Today there is huge amounts of data available. In the last decade alone for example, the bureau has seen more data; non-traditional and alternative data like rental data and utilities data. There are also more entries from across lenders giving a huge amount of insight that can be used to better understand people and better solve problems and enhance opportunities.
Earlier this year we saw bank account transactional data enter the market, and soon utilities data will be shared, and much more.
Open banking now allows us to add transactional data into the big data pot. Why would you want to add to the data volume and complexity? This type of analysis can truly start to signal an individual’s behaviour, their lifestyles, their needs and their motivations. And this is exciting. High level segments need to be broken down into micro-segments and used in specific use cases, where relevant.
Relevance is key
With any data, you need to ensure you are relevant. Being able to understand a person at an individual level has long been a problem of many businesses. Out of date data means marketing teams communicate with prospects and customers without the personalised content being relevant. Today, people expect that if you know so much about them, you deliver them value. You help them. You make it quick and easy for them to transact with you. Online shopping – specifically those who use recommendations and more, has spurred this desire along.
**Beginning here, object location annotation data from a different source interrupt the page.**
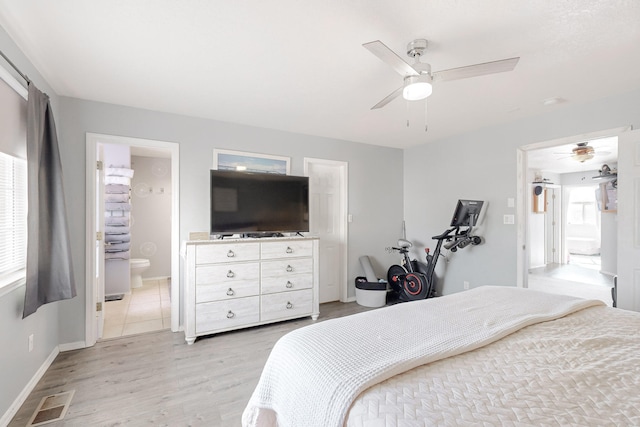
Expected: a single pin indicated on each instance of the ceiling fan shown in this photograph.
(583, 152)
(418, 77)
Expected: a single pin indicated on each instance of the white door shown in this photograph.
(552, 226)
(98, 284)
(629, 220)
(328, 212)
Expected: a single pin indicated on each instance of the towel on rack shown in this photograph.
(113, 247)
(116, 198)
(116, 229)
(116, 255)
(117, 238)
(117, 180)
(119, 171)
(117, 221)
(117, 206)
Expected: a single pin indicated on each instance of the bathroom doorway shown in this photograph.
(138, 291)
(584, 260)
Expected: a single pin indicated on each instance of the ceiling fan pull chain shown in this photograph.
(406, 110)
(426, 126)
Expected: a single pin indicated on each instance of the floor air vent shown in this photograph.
(51, 408)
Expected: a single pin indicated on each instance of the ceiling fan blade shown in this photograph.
(476, 70)
(393, 95)
(389, 57)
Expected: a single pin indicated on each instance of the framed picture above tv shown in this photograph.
(250, 162)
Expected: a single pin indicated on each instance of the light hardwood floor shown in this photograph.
(157, 379)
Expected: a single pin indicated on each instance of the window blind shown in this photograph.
(13, 180)
(13, 214)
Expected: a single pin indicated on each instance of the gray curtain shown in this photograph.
(49, 269)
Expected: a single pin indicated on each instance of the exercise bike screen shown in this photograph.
(466, 213)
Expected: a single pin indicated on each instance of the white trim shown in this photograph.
(92, 140)
(77, 345)
(343, 214)
(286, 160)
(13, 83)
(522, 245)
(28, 388)
(12, 282)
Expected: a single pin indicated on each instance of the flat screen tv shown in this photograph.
(258, 204)
(467, 213)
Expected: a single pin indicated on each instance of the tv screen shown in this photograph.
(258, 203)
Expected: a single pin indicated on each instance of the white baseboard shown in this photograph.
(22, 397)
(72, 346)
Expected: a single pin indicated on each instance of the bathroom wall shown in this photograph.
(151, 213)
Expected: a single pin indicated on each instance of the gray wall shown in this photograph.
(482, 165)
(151, 214)
(17, 364)
(375, 191)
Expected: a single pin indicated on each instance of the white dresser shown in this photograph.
(237, 283)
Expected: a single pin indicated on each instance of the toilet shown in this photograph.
(138, 266)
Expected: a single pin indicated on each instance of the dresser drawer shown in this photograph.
(286, 268)
(218, 282)
(223, 315)
(291, 282)
(227, 252)
(228, 273)
(286, 304)
(287, 249)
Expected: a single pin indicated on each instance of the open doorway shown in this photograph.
(569, 236)
(162, 160)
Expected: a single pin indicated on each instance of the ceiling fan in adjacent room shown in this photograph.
(418, 77)
(583, 152)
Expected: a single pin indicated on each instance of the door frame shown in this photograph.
(341, 217)
(523, 201)
(92, 141)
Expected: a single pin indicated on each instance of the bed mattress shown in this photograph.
(580, 370)
(490, 356)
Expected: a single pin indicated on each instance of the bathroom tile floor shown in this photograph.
(145, 309)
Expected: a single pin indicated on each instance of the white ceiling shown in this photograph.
(300, 66)
(558, 160)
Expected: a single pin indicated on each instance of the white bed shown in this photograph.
(489, 356)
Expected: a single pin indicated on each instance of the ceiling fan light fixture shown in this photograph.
(417, 87)
(582, 157)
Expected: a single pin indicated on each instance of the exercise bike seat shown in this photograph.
(404, 243)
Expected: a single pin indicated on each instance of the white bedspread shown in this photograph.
(314, 373)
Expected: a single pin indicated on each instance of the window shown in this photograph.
(582, 206)
(13, 182)
(13, 215)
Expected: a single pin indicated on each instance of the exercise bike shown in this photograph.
(413, 280)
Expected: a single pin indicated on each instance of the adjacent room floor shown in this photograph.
(581, 278)
(145, 309)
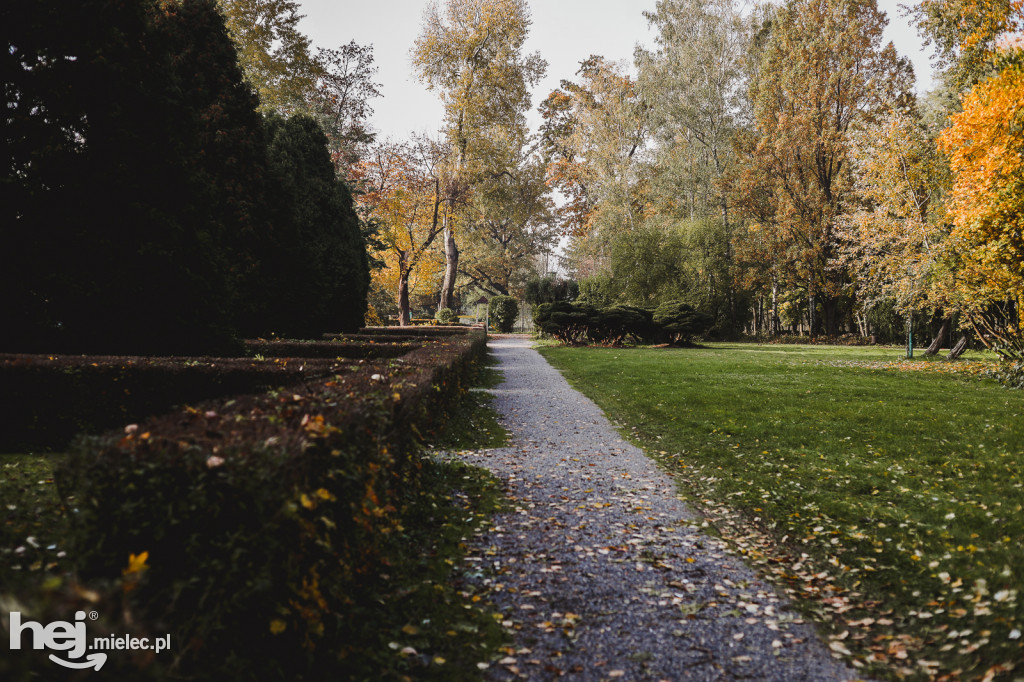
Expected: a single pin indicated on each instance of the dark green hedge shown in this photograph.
(364, 348)
(262, 515)
(579, 324)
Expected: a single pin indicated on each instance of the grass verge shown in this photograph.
(886, 497)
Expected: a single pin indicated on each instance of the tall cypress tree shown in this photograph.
(134, 171)
(316, 274)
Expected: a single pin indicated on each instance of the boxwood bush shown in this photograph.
(503, 311)
(574, 324)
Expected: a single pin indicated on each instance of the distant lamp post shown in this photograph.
(909, 336)
(476, 310)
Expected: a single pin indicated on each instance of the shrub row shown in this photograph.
(503, 311)
(411, 330)
(46, 399)
(338, 347)
(260, 516)
(577, 324)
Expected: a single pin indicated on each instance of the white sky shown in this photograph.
(565, 32)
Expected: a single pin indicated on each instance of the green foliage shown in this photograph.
(569, 323)
(597, 290)
(612, 325)
(678, 260)
(576, 324)
(272, 52)
(503, 311)
(896, 480)
(446, 316)
(315, 276)
(681, 322)
(266, 521)
(128, 193)
(550, 288)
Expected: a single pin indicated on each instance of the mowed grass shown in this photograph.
(885, 496)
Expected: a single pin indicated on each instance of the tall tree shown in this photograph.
(965, 34)
(594, 135)
(692, 86)
(274, 55)
(472, 53)
(893, 240)
(110, 249)
(407, 195)
(985, 143)
(509, 223)
(341, 102)
(313, 275)
(821, 72)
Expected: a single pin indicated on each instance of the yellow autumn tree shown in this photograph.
(893, 241)
(406, 198)
(985, 144)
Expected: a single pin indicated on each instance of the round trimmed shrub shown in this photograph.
(503, 311)
(446, 316)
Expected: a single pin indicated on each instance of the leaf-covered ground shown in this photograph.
(418, 620)
(886, 497)
(600, 571)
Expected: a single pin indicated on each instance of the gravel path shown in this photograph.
(601, 571)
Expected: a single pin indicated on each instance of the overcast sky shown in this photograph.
(565, 32)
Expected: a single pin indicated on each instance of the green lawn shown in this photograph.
(885, 495)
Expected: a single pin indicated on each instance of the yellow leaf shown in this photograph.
(136, 563)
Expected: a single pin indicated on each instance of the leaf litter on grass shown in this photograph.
(905, 550)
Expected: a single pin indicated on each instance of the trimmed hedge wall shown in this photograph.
(341, 347)
(46, 399)
(261, 515)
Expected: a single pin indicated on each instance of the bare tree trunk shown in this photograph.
(404, 316)
(775, 327)
(451, 268)
(940, 338)
(958, 349)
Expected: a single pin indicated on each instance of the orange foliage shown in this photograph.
(985, 143)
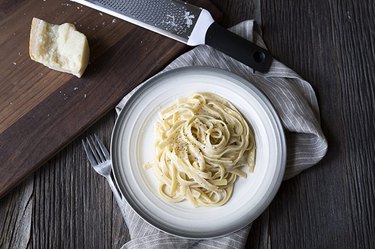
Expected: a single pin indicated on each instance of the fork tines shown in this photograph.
(95, 150)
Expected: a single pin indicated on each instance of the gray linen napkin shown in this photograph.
(296, 104)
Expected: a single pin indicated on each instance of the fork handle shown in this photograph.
(117, 196)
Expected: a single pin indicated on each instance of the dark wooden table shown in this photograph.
(332, 205)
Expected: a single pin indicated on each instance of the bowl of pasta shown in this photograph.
(198, 152)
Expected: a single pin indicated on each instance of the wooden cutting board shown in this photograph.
(42, 110)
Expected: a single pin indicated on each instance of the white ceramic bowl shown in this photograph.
(132, 146)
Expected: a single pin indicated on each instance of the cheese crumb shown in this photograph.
(59, 47)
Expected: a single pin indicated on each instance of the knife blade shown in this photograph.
(185, 23)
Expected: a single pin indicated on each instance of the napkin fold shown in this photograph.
(295, 102)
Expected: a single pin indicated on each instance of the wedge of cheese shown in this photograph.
(59, 47)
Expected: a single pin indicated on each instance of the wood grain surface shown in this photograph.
(332, 205)
(42, 110)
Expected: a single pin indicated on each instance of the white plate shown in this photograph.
(132, 146)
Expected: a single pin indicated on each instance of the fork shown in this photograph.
(100, 160)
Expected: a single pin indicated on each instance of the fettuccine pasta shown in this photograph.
(202, 144)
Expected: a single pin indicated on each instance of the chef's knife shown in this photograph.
(185, 23)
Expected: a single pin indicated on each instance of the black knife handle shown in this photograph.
(238, 48)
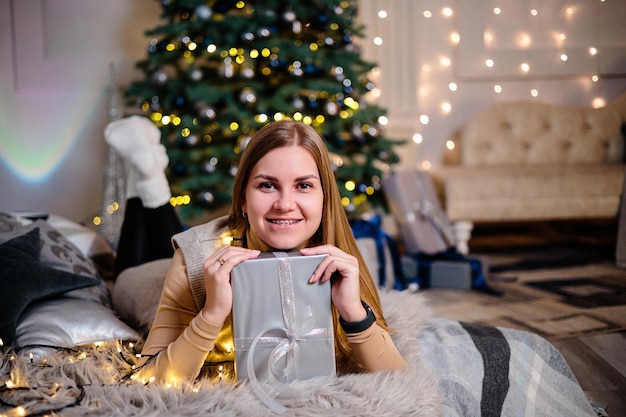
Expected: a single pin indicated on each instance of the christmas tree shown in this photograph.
(218, 70)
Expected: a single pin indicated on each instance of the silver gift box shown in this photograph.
(282, 325)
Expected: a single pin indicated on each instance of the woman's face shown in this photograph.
(284, 198)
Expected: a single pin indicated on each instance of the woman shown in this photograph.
(284, 198)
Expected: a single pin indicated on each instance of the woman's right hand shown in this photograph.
(219, 293)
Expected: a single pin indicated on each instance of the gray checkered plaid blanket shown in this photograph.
(491, 371)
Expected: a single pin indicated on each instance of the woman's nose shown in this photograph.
(285, 201)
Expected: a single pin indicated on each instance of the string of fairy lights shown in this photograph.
(517, 28)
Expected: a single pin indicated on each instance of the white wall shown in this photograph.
(421, 54)
(55, 56)
(54, 76)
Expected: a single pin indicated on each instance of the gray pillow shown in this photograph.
(59, 253)
(76, 317)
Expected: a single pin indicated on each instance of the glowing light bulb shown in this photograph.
(598, 102)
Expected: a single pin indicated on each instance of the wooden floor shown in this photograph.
(599, 361)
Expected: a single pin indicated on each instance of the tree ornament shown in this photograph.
(196, 74)
(160, 77)
(210, 165)
(207, 113)
(332, 108)
(191, 140)
(289, 15)
(243, 142)
(207, 197)
(298, 103)
(247, 96)
(204, 12)
(264, 32)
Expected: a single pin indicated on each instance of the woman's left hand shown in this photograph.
(342, 270)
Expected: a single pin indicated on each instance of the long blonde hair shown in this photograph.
(334, 228)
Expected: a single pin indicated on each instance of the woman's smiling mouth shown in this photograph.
(283, 222)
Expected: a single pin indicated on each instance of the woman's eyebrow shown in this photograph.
(272, 178)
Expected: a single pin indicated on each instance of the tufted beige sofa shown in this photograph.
(531, 161)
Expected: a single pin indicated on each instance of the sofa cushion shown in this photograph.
(529, 133)
(520, 193)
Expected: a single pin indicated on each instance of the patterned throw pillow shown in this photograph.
(59, 253)
(76, 317)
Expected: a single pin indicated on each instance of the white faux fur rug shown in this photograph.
(91, 381)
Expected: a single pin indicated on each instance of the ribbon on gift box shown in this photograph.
(285, 347)
(373, 229)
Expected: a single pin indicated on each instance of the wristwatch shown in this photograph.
(358, 326)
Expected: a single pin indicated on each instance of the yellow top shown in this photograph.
(182, 342)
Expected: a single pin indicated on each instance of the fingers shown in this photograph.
(337, 262)
(226, 258)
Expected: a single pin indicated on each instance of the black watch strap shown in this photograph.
(359, 326)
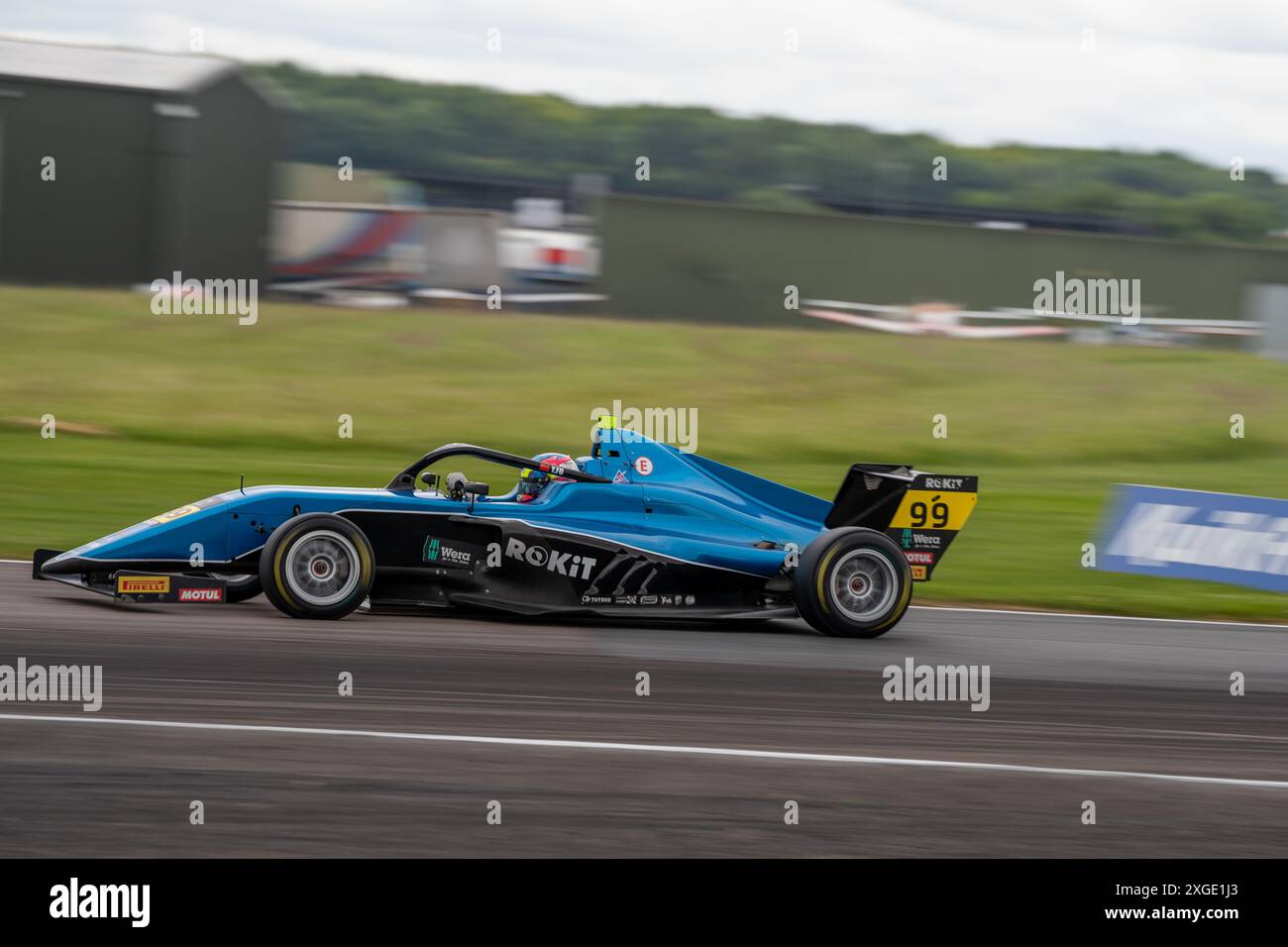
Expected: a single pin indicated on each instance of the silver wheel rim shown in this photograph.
(322, 569)
(863, 585)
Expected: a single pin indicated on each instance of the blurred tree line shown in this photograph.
(460, 131)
Instant access to taxis without having cash, or single-sign on access means convenience and relevance is key.
For example, you send out an email campaign and there is a 10% open rate – great. But we should look at it another way. That 10% open rate is also a 90% irrelevance rate. You have been ignored by 90%, that’s nine out of ten, of the recipients. And by doing this you have potentially reduced the efficiency of your other marketing. Some of this 90% might remove marketing permissions; they may well unsubscribe.
We need to reach a position where for every individual customer we know which product we should talk to them about next, at what time and through which channel to maximise relevance. Ultimately, we should be applying data science to customer problems to help us improve failing customer journeys and be more relevant when we are interacting with customers.
Combining segmentation with personalisation
Customer segmentation is an age-old method of data analytics and provides some good data analysis to build from. However, combine this with advanced analytics and you can hyper-personalise conversations on a different level. You can understand not only a group based on their similarities and traits – but the person as an individual.
“Done correctly, segmentation combined with personalisation should be the keystone of your customer strategy and the foundation of a common customer language from your frontline staff to head office.”
How data science can help
That is where data science and technology come in. It can help organisations to bridge the gap between what they think and the customer reality – making it outside-in. Through advanced analytics we can get a better view of a customer’s individual behaviours and respond to them with knowledge and certainty.
Today there are vast opportunities from analytics, particularly data science. Machine learning for example can spot anomalies in data as opposed to solving problems it is being asked to. We have seen significant developments in data science in categorising of bank statements, to support open banking, as well as detecting fraud and enhancing marketing. Today, with the advent of technology, data – including non-traditional data – and computing power we are in a position where we can better understand a person, through better understanding the data: all of which is possible due to the advances in analytics we see today.
Machine learning and other advanced analytics techniques can crunch huge volumes of data, from disparate sources quicker, and more effectively than before. More effectively than a person can do. This, alongside computing power, means it is possible to access this higher level of sophistication today. We are not waiting, it is here.